Di sisi lain, dalam memperkuat pemberdayaan bisnis mikro, BRI terus berkomitmen secara komprehensif memastikan keberlanjutan perusahaan.

Direktur Utama BRI Sunarso mengatakan alokasi kredit yang dilakukan BRI telah memberikan dampak nyata terhadap masyarakat Indonesia.

“Sesuai dengan business model-nya, BRI telah memberikan kontribusi signifikan dalam meningkatkan inklusi dan literasi keuangan di Indonesia. Berdasarkan riset internal, BRI telah berkontribusi sebesar sekitar 70% dari 85.1% pencapaian indeks inklusi keuangan Indonesia yang di survei pada tahun 2022,” jelas Sunarso.

Sunarso memaparkan, dalam penyaluran kredit terhadap pelaku UMKM pihaknya pun mengedepankan peningkatan kapabilitas pemberdayaan.

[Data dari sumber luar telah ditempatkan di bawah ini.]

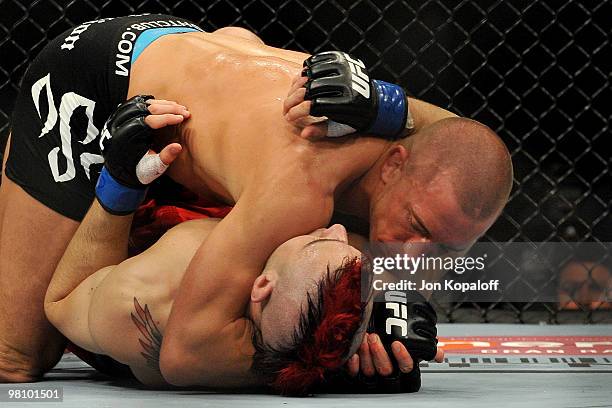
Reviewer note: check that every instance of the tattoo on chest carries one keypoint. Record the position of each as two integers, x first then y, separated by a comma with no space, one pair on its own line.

Setidaknya ada tiga tahap pemberdayaan. Pertama adalah literasi dasar yang di dalamnya mencakup inklusi keuangan dan manajemen keuangan dasar.

Kedua adalah mendesain literasi bisnis. Dalam hal ini melalui peningkatan kapasitas manajerial, membangun legalitas atau kepatuhan, mengembangkan budaya inovasi. Lalu membentuk pemahaman industri dan pasar, hingga membentuk kepemimpinan dan pola pikir jangka panjang untuk meningkatkan skala usaha.

128 Tahun BRI Gencar Literasi Digital kepada UMKM

Ketiga adalah literasi digital kepada UMKM. Dengan tujuan go digital, go modern, dan go global. Kemudian dalam peningkatan kapabilitas pemberdayaan perlu juga kapabilitas pembiayaan. BRI dalam hal ini menjadikan pembiayaan bagian dari pemberdayaan.

“Berikutnya adalah kapabilitas channel. Pelaku UMKM yang jumlahnya sangat dominan, membutuhkan channel yang sangat beragam. BRI Group memiliki berbagai channel pemberdayaan yang dapat masuk ke dalam berbagai kategori usaha. Seperti Rumah BUMN, Inkubasi Universitas, Desa Brilian, LinkUMKM, juga PNM mekaar. Berikutnya adalah kapabilitas IT yang mengintegrasikan seluruh layanan dan terakhir adalah kapabilitas kolaborasi,” ungkapnya.

Salah satu channel pemberdayaan UMKM yang berdampak besar terhadap inklusi keuangan adalah AgenBRILink. Upaya proses akselerasi akses produk perbankan yang difasilitasi AgenBRILink terbukti berdampak positif terhadap Fee Based Income (FBI) perseroan. Peran AgenBRILink akan terus didorong untuk memperluas customer base dari BRI dan BRI Group.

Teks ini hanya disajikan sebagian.